MSDM; bagaimana dengan bahasa yang dipakai sebagai alat berpikir
dan sekaligus menjadi alat komunikasi yang berfungsi untuk
menyampaikan jalan pikirannya kepada orang lain; bahasa yang
dipakai seharusnya sebagai sarana ilmiah dan tentunya obyektif namun
menafikan kecenderungan sifat emotif dan afektif;

(e)   dimensi metodologis yaitu bagaimana cara atau metodologi yang


dipakai dalam menemukan kebenaran suatu ilmu pengetahuan MSDM;
apakah deduktif atau induktif; monodisiplin, multidisiplin dan
interdisiplin; kuantitatif atau kualitatif atau kombinasi
keduanya;  penelitian dasar atau terapan.
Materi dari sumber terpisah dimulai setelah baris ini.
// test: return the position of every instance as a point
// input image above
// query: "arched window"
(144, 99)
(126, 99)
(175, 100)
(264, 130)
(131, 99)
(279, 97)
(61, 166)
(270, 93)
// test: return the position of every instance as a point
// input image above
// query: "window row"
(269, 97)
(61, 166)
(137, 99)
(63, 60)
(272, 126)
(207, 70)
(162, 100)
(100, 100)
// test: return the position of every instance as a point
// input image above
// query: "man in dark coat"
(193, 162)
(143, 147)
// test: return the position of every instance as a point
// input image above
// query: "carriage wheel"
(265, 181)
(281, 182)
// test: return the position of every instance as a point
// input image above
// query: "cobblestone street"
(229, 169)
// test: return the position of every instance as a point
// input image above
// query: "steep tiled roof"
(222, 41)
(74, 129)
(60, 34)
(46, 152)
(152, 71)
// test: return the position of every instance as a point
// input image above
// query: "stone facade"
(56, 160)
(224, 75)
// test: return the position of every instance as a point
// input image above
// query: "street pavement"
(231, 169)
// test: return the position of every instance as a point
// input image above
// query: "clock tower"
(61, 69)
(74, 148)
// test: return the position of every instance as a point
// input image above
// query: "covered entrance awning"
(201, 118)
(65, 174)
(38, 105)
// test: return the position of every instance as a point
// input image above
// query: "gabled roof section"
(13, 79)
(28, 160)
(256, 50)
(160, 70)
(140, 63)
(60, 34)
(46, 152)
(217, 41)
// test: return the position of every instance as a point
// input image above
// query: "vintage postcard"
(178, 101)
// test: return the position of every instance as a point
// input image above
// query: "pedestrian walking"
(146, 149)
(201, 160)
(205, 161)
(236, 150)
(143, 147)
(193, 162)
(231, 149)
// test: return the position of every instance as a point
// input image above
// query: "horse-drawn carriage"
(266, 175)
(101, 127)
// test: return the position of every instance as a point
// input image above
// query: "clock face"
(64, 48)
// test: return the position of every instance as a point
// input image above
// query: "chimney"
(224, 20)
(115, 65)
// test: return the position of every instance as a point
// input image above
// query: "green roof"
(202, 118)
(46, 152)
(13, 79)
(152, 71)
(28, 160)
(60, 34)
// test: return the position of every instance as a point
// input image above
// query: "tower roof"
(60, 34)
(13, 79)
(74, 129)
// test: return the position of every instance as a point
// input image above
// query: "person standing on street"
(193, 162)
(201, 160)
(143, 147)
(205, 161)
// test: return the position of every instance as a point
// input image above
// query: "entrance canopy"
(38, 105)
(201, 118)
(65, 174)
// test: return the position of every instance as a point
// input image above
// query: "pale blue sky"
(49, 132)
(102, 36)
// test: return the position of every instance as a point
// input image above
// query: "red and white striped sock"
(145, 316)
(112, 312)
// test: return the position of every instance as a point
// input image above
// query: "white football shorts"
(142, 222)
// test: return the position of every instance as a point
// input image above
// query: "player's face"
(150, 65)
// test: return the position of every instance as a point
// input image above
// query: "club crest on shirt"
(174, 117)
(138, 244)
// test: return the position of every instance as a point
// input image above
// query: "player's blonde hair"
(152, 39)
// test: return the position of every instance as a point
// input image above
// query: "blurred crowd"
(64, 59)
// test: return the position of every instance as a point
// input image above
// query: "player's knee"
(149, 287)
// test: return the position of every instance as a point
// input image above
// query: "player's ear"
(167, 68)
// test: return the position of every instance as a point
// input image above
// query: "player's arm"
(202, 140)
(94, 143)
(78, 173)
Berkaitan pula dengan MSDM, khususnya bagi yang berminat dalam kegiatan
penelitian, diperlukan penerapan metodologi  penelitian yang sahih dan handal.
Meminjam pendapat Imre Lakatos dalam Mohammad Muslih (2005), ada tiga
elemen yang harus diketahui dalam program penelitian.

o       Pertama adalah inti pokok yaitu asumsi-asumsi dasar yang menjadi ciri


dari penelitian berbagai aspek yang terkait dengan MSDM. Kedudukan
SDM sebagai hal yang mendasar di atas elemen lain yang dicerminkan
sebagai hipotesis umum dan kerangka teoretis yang bersifat umum.
Pertanyaan-pertanyaan yang muncul adalah seperti mengapa dan
bagaimana timbulnya  masalah kinerja karyawan dan organisasi yang
menurun dan bagaimana peran perusahaan dalam pemberdayaan
masyarakat yang kemudian dijawab sementara dalam bentuk hipotesis
berdasarkan teori dan empirik.

o       Kedua adalah sebagai lingkaran pelindung yang terdiri dari beberapa


hipotesis awal atas terjadinya fenomena di bidang MSDM. Kedudukannya
sebagai pelengkap inti pokok agar penelitian tentang MSDM mampu
menerangkan dan meramalkan setiap fenomena MSDM yang nyata. Disini
sudah dimunculkan perlakuan bagaimana mengembangkan beragam
varian yang kompleks dari MSDM, bagaimana memodifikasinya. Namun
teori yang dipakai sebagai suatu struktur yang koheren dapat tetap terbuka
untuk dikembangkan. Artinya penelitian MSDM tidak selalu berlangsung
sekali jadi tetapi terbuka untuk penelitian lanjutan.

o       Ketiga adalah serangkaian teori  yaitu keterkaitan antara teori yang satu


dengan teori lainnya. Penelitian tentang MSDM seharusnya dinilai dari
serangkaian teori. Karena ciri fenomena MSDM tidaklah sederhana maka
dalam penelitian ini sudah dapat diduga teori yang digunakan meliputi
antara lain teori  SDM makro, MSDM, manajemen mutu SDM, teori
psikologi, teori organisasi, teori perilaku organisasi, teori motivasi,
ekonomi SDM, teori kelembagaan dsb.     

Prinsip-prinsip tentang  penelitian berbasis falsafah sains di atas berlaku pula


untuk penelitian di bidang ilmu lainnya. Yang membedakan adalah lingkup dan teori
yang dikandung pada setiap ilmu pengetahuan. Termasuk juga pendekatan atau
metode penelitian pun bisa jadi berbeda. Ada yang menggunakan penelitian survei,
studi kasus, sensus, dan eksperimen. Pendekatan analisis bergantung pada
tujuannya; apakah pendekatan kualitatif ataukah kuantitatif atau gabungan
keduanya.  Kalau itu semua digunakan menjadi bahan pertimbangan maka
penyusunan draf proposal dan hasil penelitian akan lebih bermutu.